As an example, consider the case of collecting a real time count of the frequency of hashtags in a stream of tweets. To do this with SpringXD, create a new stream definition that uses the twitter search source module and name it ‘spring’
curl -d “twittersearch --query=‘spring’ --consumerKey= --consumerSecret=
| file” http://localhost:8080/streams/spring
This stores the tweets in the local filesystem. Note, to get a consumerKey and consumerSecret you need to register a twitter application. If you don’t already have one set up, you can create an app at the Twitter Developers site to get these credentials.
Next create a create a tap named ‘springtap’ on the output of the twittersearch source to count the frequency of hashtags in the tweets.
curl -d “tap spring.twittersearch | field-value-counter
–fieldName=entities.hashTags.text
–counterName=hashTagFrequency” http://localhost:8080/streams/springtap
The field entities.hashTags.text is the path to the hashtags in the JSON representation of a Spring Social Tweet object used in the underlying implementation. To view the top 5 hashtags use the redis-cli to view the contents of the sorted set named fieldvaluecounters.hashTagFrequency. Note, it will often take a few minutes to collected enough tweets that have hashtag entities.
redis-cli
redis 127.0.0.1:6379>ZREVRANGEBYSCORE fieldvaluecounters.hashTagFrequency +inf -inf WITHSCORES LIMIT 0 5
1] “spring”
2] “6”
3] “Turkey”
4] “6”
5] “Arab”
6] “6”
7] “summer”
8] “3”
9] “fashion”
10] “3”
Architecture
Spring XD has two modes of operation - single-node and distributed. The first is a single process that handles all processing and administration. This mode helps you get started easily and simplifies the development and testing of your application. The distributed mode allows processing tasks to be spread across a cluster of machines and an administrative server sends commands to control processing tasks executing on the cluster.

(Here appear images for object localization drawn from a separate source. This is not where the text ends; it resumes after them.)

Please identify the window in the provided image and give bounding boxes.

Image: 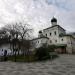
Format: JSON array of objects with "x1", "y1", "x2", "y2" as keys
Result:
[
  {"x1": 61, "y1": 39, "x2": 63, "y2": 41},
  {"x1": 41, "y1": 40, "x2": 42, "y2": 42},
  {"x1": 38, "y1": 41, "x2": 39, "y2": 43},
  {"x1": 50, "y1": 40, "x2": 52, "y2": 43},
  {"x1": 55, "y1": 40, "x2": 57, "y2": 42},
  {"x1": 50, "y1": 33, "x2": 51, "y2": 36},
  {"x1": 54, "y1": 31, "x2": 56, "y2": 35},
  {"x1": 46, "y1": 34, "x2": 47, "y2": 37},
  {"x1": 36, "y1": 41, "x2": 37, "y2": 43}
]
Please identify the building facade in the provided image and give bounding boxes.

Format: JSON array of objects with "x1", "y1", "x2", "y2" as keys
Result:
[{"x1": 31, "y1": 17, "x2": 75, "y2": 54}]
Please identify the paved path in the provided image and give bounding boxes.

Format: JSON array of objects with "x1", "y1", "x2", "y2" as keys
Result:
[{"x1": 0, "y1": 54, "x2": 75, "y2": 75}]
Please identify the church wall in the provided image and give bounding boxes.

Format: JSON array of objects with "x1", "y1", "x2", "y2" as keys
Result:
[
  {"x1": 31, "y1": 38, "x2": 49, "y2": 48},
  {"x1": 31, "y1": 17, "x2": 75, "y2": 54},
  {"x1": 58, "y1": 27, "x2": 66, "y2": 35},
  {"x1": 0, "y1": 44, "x2": 10, "y2": 50},
  {"x1": 43, "y1": 26, "x2": 60, "y2": 44},
  {"x1": 42, "y1": 25, "x2": 75, "y2": 54},
  {"x1": 59, "y1": 37, "x2": 67, "y2": 44},
  {"x1": 43, "y1": 26, "x2": 66, "y2": 45},
  {"x1": 70, "y1": 37, "x2": 75, "y2": 53},
  {"x1": 64, "y1": 36, "x2": 75, "y2": 54}
]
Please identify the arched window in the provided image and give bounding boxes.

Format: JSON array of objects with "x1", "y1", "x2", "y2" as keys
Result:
[
  {"x1": 50, "y1": 40, "x2": 52, "y2": 43},
  {"x1": 54, "y1": 31, "x2": 56, "y2": 35},
  {"x1": 61, "y1": 39, "x2": 63, "y2": 41},
  {"x1": 55, "y1": 40, "x2": 57, "y2": 43},
  {"x1": 50, "y1": 33, "x2": 51, "y2": 36},
  {"x1": 46, "y1": 34, "x2": 47, "y2": 37}
]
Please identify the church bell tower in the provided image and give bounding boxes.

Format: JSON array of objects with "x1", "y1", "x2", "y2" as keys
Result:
[{"x1": 51, "y1": 17, "x2": 57, "y2": 26}]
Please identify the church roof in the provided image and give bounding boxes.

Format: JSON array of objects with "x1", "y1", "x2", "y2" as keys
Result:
[{"x1": 43, "y1": 25, "x2": 66, "y2": 31}]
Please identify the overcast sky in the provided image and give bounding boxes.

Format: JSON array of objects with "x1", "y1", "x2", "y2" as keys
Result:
[{"x1": 0, "y1": 0, "x2": 75, "y2": 37}]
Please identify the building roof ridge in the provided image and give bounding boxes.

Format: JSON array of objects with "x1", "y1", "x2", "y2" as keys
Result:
[
  {"x1": 30, "y1": 36, "x2": 49, "y2": 41},
  {"x1": 43, "y1": 25, "x2": 65, "y2": 31}
]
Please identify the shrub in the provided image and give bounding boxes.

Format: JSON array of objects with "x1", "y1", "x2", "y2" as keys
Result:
[
  {"x1": 47, "y1": 45, "x2": 56, "y2": 52},
  {"x1": 35, "y1": 46, "x2": 49, "y2": 61}
]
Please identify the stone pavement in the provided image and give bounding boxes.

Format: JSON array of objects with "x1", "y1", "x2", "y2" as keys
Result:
[{"x1": 0, "y1": 54, "x2": 75, "y2": 75}]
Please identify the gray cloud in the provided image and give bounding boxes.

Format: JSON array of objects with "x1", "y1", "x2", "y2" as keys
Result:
[{"x1": 0, "y1": 0, "x2": 75, "y2": 37}]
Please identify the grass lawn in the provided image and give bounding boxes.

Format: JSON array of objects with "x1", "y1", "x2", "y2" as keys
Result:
[{"x1": 8, "y1": 55, "x2": 35, "y2": 62}]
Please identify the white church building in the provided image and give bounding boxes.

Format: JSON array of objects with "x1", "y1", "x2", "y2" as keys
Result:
[{"x1": 31, "y1": 17, "x2": 75, "y2": 54}]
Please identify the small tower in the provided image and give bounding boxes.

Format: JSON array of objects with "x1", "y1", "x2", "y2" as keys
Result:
[
  {"x1": 51, "y1": 17, "x2": 57, "y2": 26},
  {"x1": 38, "y1": 30, "x2": 43, "y2": 38}
]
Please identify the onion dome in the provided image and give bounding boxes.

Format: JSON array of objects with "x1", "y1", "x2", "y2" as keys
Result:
[
  {"x1": 51, "y1": 17, "x2": 57, "y2": 22},
  {"x1": 39, "y1": 31, "x2": 42, "y2": 33}
]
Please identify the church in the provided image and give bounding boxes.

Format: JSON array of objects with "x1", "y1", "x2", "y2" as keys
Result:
[{"x1": 31, "y1": 17, "x2": 75, "y2": 54}]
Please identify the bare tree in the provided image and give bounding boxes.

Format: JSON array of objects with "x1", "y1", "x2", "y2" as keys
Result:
[
  {"x1": 1, "y1": 21, "x2": 33, "y2": 61},
  {"x1": 1, "y1": 24, "x2": 19, "y2": 61},
  {"x1": 13, "y1": 22, "x2": 32, "y2": 56},
  {"x1": 15, "y1": 22, "x2": 32, "y2": 40}
]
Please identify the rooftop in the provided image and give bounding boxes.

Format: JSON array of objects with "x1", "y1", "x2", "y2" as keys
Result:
[
  {"x1": 43, "y1": 25, "x2": 66, "y2": 31},
  {"x1": 31, "y1": 36, "x2": 49, "y2": 41}
]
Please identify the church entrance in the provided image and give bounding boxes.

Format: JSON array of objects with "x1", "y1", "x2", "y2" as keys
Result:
[
  {"x1": 55, "y1": 44, "x2": 67, "y2": 54},
  {"x1": 61, "y1": 46, "x2": 66, "y2": 54}
]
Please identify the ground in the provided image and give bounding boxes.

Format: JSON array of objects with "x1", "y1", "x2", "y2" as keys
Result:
[{"x1": 0, "y1": 54, "x2": 75, "y2": 75}]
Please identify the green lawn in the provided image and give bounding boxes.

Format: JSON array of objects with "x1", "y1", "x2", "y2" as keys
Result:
[{"x1": 8, "y1": 55, "x2": 35, "y2": 62}]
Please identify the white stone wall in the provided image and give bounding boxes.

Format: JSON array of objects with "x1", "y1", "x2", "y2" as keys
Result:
[
  {"x1": 59, "y1": 37, "x2": 67, "y2": 44},
  {"x1": 68, "y1": 36, "x2": 75, "y2": 53},
  {"x1": 43, "y1": 26, "x2": 66, "y2": 45},
  {"x1": 43, "y1": 26, "x2": 59, "y2": 44},
  {"x1": 58, "y1": 27, "x2": 66, "y2": 35},
  {"x1": 31, "y1": 21, "x2": 75, "y2": 54},
  {"x1": 31, "y1": 38, "x2": 49, "y2": 48},
  {"x1": 42, "y1": 25, "x2": 75, "y2": 54},
  {"x1": 0, "y1": 44, "x2": 12, "y2": 56},
  {"x1": 65, "y1": 36, "x2": 73, "y2": 53},
  {"x1": 60, "y1": 36, "x2": 75, "y2": 54}
]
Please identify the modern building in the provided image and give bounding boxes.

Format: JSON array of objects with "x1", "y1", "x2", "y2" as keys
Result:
[{"x1": 31, "y1": 17, "x2": 75, "y2": 54}]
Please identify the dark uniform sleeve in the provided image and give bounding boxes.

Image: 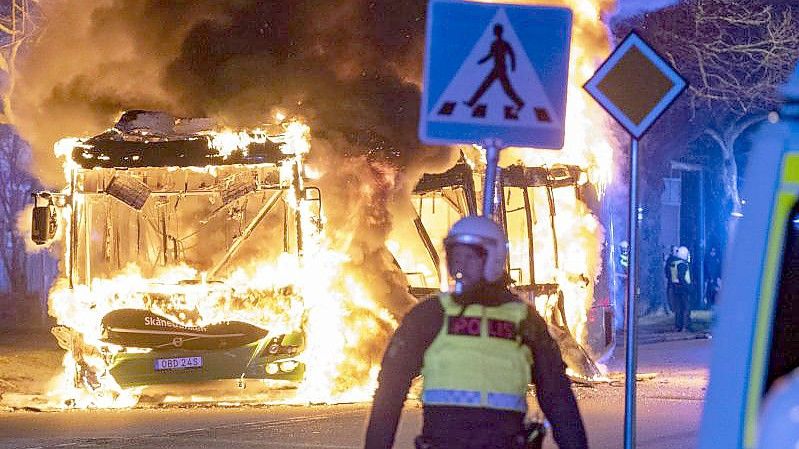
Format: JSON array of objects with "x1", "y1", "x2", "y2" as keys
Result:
[
  {"x1": 521, "y1": 306, "x2": 589, "y2": 449},
  {"x1": 364, "y1": 298, "x2": 444, "y2": 449}
]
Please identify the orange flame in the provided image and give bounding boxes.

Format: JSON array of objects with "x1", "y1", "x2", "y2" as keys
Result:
[
  {"x1": 424, "y1": 0, "x2": 616, "y2": 361},
  {"x1": 43, "y1": 119, "x2": 396, "y2": 408},
  {"x1": 504, "y1": 0, "x2": 615, "y2": 359}
]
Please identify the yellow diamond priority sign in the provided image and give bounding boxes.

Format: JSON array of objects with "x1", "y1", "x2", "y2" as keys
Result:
[{"x1": 584, "y1": 31, "x2": 687, "y2": 138}]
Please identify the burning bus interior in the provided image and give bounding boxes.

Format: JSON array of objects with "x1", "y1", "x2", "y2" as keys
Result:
[{"x1": 390, "y1": 155, "x2": 610, "y2": 380}]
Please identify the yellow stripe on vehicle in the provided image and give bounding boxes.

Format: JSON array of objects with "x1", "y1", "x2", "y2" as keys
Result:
[
  {"x1": 781, "y1": 153, "x2": 799, "y2": 184},
  {"x1": 743, "y1": 187, "x2": 798, "y2": 448}
]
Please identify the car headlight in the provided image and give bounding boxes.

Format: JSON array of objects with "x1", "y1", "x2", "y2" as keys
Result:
[{"x1": 279, "y1": 360, "x2": 299, "y2": 373}]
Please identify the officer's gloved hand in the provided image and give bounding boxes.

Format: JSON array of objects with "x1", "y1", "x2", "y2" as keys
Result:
[{"x1": 519, "y1": 420, "x2": 547, "y2": 449}]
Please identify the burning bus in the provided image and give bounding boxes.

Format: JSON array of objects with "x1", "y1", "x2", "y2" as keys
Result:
[
  {"x1": 29, "y1": 111, "x2": 332, "y2": 404},
  {"x1": 29, "y1": 110, "x2": 612, "y2": 407},
  {"x1": 388, "y1": 156, "x2": 612, "y2": 379}
]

The distributed architecture in the M1 release is simple. Each part of a stream, called a module, can execute in its own container instance. The data is passed between the modules using a Redis queue. See the Architecture section for more details. The primary focus of this release was getting the abstractions right, such as having the pipe symbol in the DSL be pluggable across various transports. Other transports and performance improvements will be coming in future releases as well as execution inside a Hadoop cluster.
More to come
Some other topics not covered in this post are the introduction of Tuple data structure and how you can create custom processors. An important part of the next release will be support for the XDContainer to run Spring Batch jobs. These jobs can be used to help export data from HDFS to relational-databases as well as orchestrate the execution of Hadoop Jobs, either MapReduce, Pig, Hive, or Cascading jobs, on the cluster. We will also be providing additional libraries for metrics such as aggregate counters, HTTP/JMX based management, as well as some high performing sources based on the Reactor project so stay tuned!
We would love to hear your feedback as we continue working hard towards the final Spring XD 1.0.0 release. If you have any questions, please use Stackoverflow (Tag: springxd), and to report any bugs or improvements, please use either the Jira Issue Tracker or file a GitHub issue.
今天,我们很高兴地宣布Spring XD(下载)的1.0 M1版本。Spring XD是一个用于数据接收、实时分析、批处理和数据导出的统一、分布式和可扩展系统。该项目的目标是简化大数据应用程序的开发。
从10000英尺的角度来看,大数据应用程序与企业集成和批处理应用程序有许多共同的特点。Spring已经通过Spring集成和Spring批处理项目为构建集成和批处理应用程序提供了6年多的成熟解决方案。Spring XD建立在这个基础上,并提供了一个轻量级运行时环境,通过简单的DSL很容易配置和组装。
在本文中,我们将介绍Spring XD的关键组件,即流、作业、Taps、分析和用于声明它们的DSL,以及运行时体系结构。更多细节可以在XD指南中找到。
溪流
流定义如何收集、处理、存储或转发数据。例如,流可以收集syslog数据,对其进行过滤,并将其存储在HDFS中。Spring XD提供了一个DSL来定义流。DSL允许您使用UNIX管道和过滤器语法简单地开始构建线性处理流,但也允许您使用扩展语法描述更复杂的流。
源汇
简单的线性流由以下序列组成:输入源(可选)处理步骤和输出接收器。作为一个简单的例子,考虑从HTTP源向文件接收器写入数据的集合。描述此流的DSL是
http |文件
告诉Spring XD通过向XD管理服务器发出HTTP请求来创建流,XD管理服务器默认运行在端口8080上。在M2版本中,我们将提供一个与XD通信的交互式shell,但对于M1,最简单的方式是使用curl与XD交互。